Scripts to support NYPL submission and reconciliation of metadata for the Google Books/HathiTrust project.
0.1.0
Always use virtual environment. After activating your virtual environment, invoke pip
to install the package:
$ pip install git+https://github.com/BookOps-CAT/google-books.git
To use this application, activate your virtual environment.
The package uses CLI commands to run a particular process. All scripts are launched by invoking google-books
command in your preferred command line tool.
All commands have the following pattern: google-books [OPTIONS] COMMAND [ARGS]
Use the help function to learn about all available options:
$ google-books --help
See a detailed walkthrough that includes instruction how to use the google-books tool in this Google doc.

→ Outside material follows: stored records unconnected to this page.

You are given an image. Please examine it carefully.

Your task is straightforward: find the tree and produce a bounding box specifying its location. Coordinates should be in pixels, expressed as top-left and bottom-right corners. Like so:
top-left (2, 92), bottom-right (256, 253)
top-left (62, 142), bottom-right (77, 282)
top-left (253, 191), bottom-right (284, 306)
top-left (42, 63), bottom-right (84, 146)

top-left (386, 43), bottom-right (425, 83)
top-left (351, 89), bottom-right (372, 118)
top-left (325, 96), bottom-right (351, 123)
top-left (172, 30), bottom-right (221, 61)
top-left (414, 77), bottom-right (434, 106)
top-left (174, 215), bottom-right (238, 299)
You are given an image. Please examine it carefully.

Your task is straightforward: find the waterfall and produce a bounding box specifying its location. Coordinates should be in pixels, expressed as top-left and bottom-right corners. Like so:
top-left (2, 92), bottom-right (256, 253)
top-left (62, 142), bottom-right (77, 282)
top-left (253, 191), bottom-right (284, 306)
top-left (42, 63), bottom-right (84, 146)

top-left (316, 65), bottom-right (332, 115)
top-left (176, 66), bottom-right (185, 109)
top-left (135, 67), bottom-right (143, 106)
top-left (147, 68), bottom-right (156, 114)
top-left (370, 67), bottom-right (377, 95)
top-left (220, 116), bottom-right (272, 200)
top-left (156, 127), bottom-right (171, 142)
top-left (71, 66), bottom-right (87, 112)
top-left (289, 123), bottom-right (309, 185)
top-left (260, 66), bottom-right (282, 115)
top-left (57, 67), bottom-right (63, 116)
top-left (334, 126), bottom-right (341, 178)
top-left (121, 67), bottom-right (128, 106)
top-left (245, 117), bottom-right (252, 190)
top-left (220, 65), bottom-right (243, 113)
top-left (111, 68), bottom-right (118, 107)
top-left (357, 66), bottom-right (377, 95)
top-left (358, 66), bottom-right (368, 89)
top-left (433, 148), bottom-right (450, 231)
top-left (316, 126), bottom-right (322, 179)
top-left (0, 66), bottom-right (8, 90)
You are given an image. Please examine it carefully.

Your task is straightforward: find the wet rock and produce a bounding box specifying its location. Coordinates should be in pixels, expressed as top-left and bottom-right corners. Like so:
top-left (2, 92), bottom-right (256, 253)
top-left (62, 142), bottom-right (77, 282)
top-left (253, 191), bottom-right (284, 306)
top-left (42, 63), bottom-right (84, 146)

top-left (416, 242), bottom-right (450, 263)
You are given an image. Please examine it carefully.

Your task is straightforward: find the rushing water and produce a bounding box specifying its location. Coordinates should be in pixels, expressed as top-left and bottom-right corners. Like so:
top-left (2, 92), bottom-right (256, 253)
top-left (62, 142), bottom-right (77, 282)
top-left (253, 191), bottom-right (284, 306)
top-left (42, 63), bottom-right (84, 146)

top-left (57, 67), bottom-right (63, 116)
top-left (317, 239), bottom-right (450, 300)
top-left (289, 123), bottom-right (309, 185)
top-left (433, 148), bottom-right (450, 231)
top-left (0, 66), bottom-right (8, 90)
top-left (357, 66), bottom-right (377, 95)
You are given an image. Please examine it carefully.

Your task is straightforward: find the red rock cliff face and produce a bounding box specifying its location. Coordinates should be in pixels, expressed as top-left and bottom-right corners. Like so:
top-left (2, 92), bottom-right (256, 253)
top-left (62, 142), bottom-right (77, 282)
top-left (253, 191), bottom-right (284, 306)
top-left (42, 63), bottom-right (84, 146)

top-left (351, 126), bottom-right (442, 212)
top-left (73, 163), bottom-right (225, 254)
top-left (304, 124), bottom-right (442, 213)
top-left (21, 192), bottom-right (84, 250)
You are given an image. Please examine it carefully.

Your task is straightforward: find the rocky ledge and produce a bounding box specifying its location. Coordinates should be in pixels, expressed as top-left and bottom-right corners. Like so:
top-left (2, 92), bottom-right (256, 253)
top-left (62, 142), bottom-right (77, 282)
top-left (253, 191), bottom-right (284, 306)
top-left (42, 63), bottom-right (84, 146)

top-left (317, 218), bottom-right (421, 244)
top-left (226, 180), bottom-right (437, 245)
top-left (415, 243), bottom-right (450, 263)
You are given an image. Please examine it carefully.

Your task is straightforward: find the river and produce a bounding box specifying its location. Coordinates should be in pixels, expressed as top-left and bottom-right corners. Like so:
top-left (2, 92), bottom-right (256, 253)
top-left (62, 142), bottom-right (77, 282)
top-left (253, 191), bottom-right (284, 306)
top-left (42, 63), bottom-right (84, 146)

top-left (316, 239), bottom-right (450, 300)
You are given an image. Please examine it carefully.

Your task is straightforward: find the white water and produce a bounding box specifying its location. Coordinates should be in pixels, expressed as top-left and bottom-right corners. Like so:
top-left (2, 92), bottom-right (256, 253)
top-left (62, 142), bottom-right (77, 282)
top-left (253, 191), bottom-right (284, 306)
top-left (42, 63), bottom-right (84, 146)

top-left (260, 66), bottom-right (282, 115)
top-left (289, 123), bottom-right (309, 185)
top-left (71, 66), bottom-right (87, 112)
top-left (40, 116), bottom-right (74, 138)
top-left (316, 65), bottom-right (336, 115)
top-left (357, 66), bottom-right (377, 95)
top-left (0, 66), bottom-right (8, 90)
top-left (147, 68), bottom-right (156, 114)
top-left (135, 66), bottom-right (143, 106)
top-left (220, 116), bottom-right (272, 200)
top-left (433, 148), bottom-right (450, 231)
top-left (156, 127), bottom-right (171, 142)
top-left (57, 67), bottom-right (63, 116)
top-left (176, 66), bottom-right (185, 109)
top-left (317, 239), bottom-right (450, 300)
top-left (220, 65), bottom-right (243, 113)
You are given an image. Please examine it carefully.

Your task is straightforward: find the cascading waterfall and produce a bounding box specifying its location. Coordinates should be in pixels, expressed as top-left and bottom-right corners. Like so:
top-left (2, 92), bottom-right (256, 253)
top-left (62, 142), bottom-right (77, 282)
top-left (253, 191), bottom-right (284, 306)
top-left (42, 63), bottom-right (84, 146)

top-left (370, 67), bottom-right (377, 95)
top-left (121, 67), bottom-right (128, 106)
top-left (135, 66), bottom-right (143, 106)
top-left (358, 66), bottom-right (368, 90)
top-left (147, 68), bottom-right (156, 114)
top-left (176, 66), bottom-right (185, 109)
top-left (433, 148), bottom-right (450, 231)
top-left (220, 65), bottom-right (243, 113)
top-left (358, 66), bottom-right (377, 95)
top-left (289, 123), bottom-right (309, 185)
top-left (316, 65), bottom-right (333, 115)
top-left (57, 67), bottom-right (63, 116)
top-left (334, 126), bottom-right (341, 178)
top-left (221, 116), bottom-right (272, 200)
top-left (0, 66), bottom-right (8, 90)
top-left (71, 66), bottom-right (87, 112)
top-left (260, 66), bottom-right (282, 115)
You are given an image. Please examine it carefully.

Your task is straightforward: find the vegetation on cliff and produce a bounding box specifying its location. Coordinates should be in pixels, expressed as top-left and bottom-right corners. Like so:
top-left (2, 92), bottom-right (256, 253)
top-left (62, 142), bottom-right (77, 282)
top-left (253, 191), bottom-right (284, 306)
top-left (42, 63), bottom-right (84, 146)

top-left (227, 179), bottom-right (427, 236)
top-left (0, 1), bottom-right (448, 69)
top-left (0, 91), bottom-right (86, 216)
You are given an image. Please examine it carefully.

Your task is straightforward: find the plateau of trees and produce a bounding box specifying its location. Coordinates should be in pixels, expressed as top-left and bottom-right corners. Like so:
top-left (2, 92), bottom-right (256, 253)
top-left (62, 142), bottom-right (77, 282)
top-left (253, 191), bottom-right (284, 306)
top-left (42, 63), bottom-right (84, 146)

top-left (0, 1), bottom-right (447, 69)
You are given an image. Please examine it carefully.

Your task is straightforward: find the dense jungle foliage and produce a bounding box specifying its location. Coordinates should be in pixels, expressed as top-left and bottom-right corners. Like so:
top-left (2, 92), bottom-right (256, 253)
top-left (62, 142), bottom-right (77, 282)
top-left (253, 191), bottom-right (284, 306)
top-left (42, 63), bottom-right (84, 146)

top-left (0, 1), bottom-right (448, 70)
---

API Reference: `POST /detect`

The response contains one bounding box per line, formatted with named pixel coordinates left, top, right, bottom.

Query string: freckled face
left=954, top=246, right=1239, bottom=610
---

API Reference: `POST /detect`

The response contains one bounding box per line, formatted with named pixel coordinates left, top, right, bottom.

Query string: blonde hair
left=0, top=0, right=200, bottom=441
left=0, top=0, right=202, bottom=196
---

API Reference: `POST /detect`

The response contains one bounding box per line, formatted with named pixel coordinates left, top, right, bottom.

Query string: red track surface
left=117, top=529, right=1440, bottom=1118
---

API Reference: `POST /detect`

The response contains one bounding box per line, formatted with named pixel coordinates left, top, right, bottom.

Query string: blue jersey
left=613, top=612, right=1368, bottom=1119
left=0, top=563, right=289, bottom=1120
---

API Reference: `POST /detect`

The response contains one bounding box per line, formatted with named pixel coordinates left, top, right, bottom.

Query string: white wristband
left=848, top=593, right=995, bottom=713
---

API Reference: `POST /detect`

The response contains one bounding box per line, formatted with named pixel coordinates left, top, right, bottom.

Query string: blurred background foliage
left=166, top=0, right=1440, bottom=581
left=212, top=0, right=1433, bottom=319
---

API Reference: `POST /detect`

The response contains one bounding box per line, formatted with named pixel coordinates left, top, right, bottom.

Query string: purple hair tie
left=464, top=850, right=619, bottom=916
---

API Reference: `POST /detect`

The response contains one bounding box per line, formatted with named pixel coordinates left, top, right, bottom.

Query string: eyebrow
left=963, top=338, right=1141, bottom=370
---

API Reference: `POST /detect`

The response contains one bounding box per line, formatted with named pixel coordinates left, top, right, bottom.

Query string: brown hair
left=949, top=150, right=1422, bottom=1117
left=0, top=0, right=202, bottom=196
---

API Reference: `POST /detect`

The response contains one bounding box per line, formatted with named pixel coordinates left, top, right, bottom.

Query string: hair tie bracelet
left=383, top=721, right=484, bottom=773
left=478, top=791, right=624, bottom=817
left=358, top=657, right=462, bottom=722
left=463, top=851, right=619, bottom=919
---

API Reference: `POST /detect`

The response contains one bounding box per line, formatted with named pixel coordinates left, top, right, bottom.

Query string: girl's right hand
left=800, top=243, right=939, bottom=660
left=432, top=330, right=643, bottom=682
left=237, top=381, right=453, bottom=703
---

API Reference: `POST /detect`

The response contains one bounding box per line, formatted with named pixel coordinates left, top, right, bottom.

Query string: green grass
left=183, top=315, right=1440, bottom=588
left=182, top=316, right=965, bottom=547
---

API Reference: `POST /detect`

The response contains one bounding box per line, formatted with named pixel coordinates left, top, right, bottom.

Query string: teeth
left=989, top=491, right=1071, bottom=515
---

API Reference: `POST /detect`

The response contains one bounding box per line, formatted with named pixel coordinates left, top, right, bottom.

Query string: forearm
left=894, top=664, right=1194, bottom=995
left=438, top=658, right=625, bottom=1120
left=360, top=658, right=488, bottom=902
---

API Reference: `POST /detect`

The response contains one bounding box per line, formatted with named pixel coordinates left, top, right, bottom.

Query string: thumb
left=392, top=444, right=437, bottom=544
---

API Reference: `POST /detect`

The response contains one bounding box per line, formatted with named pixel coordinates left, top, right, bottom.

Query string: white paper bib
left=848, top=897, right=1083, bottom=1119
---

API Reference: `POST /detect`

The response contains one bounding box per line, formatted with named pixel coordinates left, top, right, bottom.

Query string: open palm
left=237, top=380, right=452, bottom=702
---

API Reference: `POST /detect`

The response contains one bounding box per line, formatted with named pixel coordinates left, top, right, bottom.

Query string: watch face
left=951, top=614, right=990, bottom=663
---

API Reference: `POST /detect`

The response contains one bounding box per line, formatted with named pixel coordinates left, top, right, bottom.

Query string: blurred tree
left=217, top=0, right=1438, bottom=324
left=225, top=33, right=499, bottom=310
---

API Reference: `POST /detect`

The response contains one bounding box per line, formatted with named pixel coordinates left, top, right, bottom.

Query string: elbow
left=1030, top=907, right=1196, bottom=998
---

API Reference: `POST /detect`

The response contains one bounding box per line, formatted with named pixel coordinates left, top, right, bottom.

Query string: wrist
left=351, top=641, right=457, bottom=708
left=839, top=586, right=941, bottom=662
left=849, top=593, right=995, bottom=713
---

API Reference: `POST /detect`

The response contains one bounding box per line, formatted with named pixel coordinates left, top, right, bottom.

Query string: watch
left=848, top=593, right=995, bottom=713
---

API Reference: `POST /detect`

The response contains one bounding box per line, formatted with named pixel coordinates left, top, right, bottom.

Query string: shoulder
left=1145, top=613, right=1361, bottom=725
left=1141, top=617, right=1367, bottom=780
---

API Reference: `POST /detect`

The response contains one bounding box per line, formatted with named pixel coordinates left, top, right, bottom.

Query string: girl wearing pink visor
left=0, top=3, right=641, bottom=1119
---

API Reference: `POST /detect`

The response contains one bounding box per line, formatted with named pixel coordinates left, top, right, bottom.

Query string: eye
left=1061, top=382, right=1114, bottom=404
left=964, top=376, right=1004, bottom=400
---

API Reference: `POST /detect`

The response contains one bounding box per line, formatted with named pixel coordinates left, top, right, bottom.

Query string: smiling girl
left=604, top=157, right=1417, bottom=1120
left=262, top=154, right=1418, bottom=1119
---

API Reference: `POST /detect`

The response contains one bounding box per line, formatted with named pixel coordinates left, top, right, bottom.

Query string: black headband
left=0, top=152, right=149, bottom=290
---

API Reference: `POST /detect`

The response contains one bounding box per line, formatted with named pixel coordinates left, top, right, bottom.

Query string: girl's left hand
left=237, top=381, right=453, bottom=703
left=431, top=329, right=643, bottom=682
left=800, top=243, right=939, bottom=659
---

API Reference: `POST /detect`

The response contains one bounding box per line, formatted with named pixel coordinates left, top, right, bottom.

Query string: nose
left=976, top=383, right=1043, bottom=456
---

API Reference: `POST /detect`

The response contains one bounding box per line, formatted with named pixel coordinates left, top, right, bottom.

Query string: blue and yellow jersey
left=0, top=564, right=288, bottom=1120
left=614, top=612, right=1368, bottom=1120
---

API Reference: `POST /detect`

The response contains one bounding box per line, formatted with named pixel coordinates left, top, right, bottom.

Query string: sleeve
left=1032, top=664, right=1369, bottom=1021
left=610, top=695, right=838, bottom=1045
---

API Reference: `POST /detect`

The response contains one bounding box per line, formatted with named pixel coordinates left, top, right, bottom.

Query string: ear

To store all associated files for a particular shipment, create a folder in files/shipments/
using the following command:
$ google-books new-shipment [YYYYMMDD]
A Sierra export that includes Google patron account numbers and barcodes must be cleaned up before submitting it to Google. Use the following command where YYYYMMDD is the date of the shipment and folder:
$ google-books onsite-manifest [YYYYMMMDD]
This command produces NYPL_YYYYMMDD.txt
manifest file.
ReCAP staff uploads a manifest to Google Drive. Use it to select relevant barcodes and create based on them a list in Sierra that is required to prepare metadata MARCXML file. Use the following command to extract barcodes for the Create List:
$ google-books recap-manifest
The command creates google-recap-barcodes-YYYYMMDD.csv
in the shipment folder. This list is used in the Data Exchange module.
$ google-books hathi-report [FILE PATH]
Received Google's reconciliation report can be used to remove from MARCXML file, intended for HathiTrust, any records for materials that have not been scanned. Expect to receive a such reconciliation report via email about 2 months after shipment to Google. Only then remove records for any not digitized items and submit processed MARCXML file to Zephir.
$ google-books hathi-metadata-prep [MARCXML IN PATH] [GOOGLE FO REPORT PATH] [MARCXML OUT PATH]
Use MARC21 exports from Sierra to fix records that do not have an OCLC # in the control number field (001 MARC tag). Records that have OCLC identifiers in the 035 field or 991$y will have the 001 replaced with OCLC # with properly encoded 003 tag. This process deletes present 991 fields from the records.
Manipulated this way file can then be reloaded into Sierra to overwrite original records.
$ google-books oclc [MARC21 FILE PATH]
https://catalog.hathitrust.org/Record/[cid] https://babel.hathitrust.org/cgi/pt?id=nyp.[barcode] http://hdl.handle.net/2027/nyp.[barcode]
example: https://catalog.hathitrust.org/Record/100405490 https://babel.hathitrust.org/cgi/pt?id=nyp.33433105117174
http://books.google.com/books?vid=NYPL:[Barcode]
- verify 856's HathiTrust links were added to correct bibs from Nov 23
- add notes about material's poor condition to items in Sierra based on GRIN's rejections (condition 25)
- add more tests & increase test coverage
- complete documentation